Manitoba

Manitoba PCs want NDP to disclose extent of funding cuts to non-profit organizations

Manitoba's Opposition Progressive Conservatives want the NDP government to disclose the extent of funding cuts to non-profit organizations affected by a federal decision to ratchet back support for job training and employment assistance.

Following federal cuts in June, province told some their funding would continue, others it would not

A man wearing glasses and a suit and tie is pictured.
interim PC Leader Wayne Ewasko, seen in a file photo, says he wants to know which non-profit organizations affected by federal funding cuts are still receiving provincial funding. (Randall McKenzie/CBC)

Manitoba's Opposition Progressive Conservatives want the NDP government to disclose the extent of funding cuts to non-profit organizations affected by a federal decision to ratchet back support for job training and employment assistance.

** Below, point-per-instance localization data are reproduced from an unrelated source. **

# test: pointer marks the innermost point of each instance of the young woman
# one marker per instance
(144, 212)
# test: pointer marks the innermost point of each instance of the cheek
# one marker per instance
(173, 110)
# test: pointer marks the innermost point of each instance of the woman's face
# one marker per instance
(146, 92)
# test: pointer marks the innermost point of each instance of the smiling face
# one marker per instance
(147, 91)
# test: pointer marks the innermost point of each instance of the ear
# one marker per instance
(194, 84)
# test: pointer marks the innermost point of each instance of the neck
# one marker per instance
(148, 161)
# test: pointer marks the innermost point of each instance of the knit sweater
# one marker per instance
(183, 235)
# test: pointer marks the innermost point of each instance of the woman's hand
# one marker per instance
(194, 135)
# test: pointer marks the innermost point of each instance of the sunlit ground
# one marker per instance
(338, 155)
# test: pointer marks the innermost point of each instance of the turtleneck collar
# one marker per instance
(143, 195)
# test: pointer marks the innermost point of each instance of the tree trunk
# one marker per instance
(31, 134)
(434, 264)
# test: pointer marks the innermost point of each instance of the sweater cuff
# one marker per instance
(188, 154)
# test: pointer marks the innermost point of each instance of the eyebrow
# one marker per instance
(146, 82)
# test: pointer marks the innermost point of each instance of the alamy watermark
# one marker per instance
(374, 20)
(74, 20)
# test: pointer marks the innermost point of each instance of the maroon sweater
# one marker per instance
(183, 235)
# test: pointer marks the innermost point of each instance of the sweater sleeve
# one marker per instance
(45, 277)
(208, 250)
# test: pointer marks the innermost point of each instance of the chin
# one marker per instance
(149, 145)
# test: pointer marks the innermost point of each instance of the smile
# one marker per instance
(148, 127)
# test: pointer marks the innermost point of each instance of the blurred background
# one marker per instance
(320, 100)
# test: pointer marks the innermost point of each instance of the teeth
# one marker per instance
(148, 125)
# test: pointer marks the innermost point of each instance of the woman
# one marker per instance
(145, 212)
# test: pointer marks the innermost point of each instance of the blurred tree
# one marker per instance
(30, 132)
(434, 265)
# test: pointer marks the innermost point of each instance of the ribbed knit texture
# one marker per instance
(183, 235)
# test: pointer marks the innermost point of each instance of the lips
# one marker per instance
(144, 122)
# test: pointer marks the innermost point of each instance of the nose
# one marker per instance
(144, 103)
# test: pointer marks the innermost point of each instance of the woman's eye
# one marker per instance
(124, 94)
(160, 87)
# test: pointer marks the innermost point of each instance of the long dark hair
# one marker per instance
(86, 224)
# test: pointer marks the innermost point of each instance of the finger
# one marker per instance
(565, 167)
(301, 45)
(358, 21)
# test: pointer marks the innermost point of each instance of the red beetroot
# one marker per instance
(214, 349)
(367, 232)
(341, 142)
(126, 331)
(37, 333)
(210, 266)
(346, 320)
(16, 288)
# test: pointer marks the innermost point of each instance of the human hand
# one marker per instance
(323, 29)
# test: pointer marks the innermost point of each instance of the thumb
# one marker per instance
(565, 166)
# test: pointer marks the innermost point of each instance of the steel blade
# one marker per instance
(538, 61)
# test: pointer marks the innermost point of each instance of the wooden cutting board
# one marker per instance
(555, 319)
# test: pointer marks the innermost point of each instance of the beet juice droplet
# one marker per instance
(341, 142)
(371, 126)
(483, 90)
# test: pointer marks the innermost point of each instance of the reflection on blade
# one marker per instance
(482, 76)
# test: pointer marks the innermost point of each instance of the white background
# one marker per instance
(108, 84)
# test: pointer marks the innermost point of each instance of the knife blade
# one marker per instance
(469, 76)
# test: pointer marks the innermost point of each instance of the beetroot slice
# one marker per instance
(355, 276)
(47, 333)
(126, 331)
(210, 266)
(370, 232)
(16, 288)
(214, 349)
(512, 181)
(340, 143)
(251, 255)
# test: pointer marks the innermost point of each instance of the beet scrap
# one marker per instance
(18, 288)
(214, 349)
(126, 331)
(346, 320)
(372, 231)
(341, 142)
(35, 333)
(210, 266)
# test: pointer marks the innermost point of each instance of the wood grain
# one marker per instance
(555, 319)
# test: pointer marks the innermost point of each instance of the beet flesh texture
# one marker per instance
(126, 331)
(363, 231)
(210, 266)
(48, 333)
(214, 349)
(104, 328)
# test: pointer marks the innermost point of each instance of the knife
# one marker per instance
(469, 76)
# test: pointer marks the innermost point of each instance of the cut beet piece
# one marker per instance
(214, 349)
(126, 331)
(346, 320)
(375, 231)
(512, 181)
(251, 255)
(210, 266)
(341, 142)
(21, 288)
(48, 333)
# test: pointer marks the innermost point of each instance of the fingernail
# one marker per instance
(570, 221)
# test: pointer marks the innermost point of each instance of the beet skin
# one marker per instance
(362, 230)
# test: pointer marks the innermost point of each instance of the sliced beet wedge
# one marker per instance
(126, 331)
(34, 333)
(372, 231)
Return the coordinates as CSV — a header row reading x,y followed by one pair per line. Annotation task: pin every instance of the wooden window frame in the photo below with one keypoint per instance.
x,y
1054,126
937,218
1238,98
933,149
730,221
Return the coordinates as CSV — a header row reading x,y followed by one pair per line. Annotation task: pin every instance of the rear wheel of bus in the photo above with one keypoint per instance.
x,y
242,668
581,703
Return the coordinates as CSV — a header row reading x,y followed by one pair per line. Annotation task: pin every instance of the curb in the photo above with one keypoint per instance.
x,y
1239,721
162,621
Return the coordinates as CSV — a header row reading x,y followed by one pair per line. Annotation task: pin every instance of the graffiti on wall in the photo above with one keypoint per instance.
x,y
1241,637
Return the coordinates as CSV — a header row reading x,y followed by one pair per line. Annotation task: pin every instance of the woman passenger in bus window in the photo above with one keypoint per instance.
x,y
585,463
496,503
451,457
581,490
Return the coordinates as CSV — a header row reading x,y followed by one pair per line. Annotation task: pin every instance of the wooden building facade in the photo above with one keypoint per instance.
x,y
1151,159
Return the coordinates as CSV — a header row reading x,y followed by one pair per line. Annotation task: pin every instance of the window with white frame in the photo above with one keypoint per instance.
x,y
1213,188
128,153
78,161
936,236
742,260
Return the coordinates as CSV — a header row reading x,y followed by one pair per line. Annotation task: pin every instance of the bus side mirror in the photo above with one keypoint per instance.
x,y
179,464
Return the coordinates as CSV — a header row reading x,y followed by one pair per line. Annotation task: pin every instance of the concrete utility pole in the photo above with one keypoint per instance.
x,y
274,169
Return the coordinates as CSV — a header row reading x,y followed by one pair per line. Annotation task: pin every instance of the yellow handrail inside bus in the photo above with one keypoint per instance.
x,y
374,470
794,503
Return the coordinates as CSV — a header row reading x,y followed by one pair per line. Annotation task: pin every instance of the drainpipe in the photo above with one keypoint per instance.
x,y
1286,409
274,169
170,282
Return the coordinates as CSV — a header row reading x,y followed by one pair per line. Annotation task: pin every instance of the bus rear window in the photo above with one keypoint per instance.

Documents obtained by the PCs through a freedom-of-information request show the province informed several non-profit organizations in June their funding will be cut and provincial bridge funding will flow until the end of September.

The organizations include Samaritan House Ministries, which serves unhoused people in Brandon, and Winnipeg's Reaching E-Quality Employment Services.

Other organizations were told their funding would continue.

Interim PC Leader Wayne Ewasko said Tuesday he wants to know which organizations are still receiving provincial funding.

"What we've asked is who's getting the status quo, who's been reduced, or who's been cut in its entirety," Ewasko said following question period at the Manitoba Legislature.

In the letters sent in June, the province told the non-profit organizations $20 million in federal funding has been cut back.

During question period, deputy premier Uzoma Asagwara said the NDP government is speaking to the non-profit organizations to see what funding gaps exist as a result of the federal cuts.

The province decried those cuts in a June press release.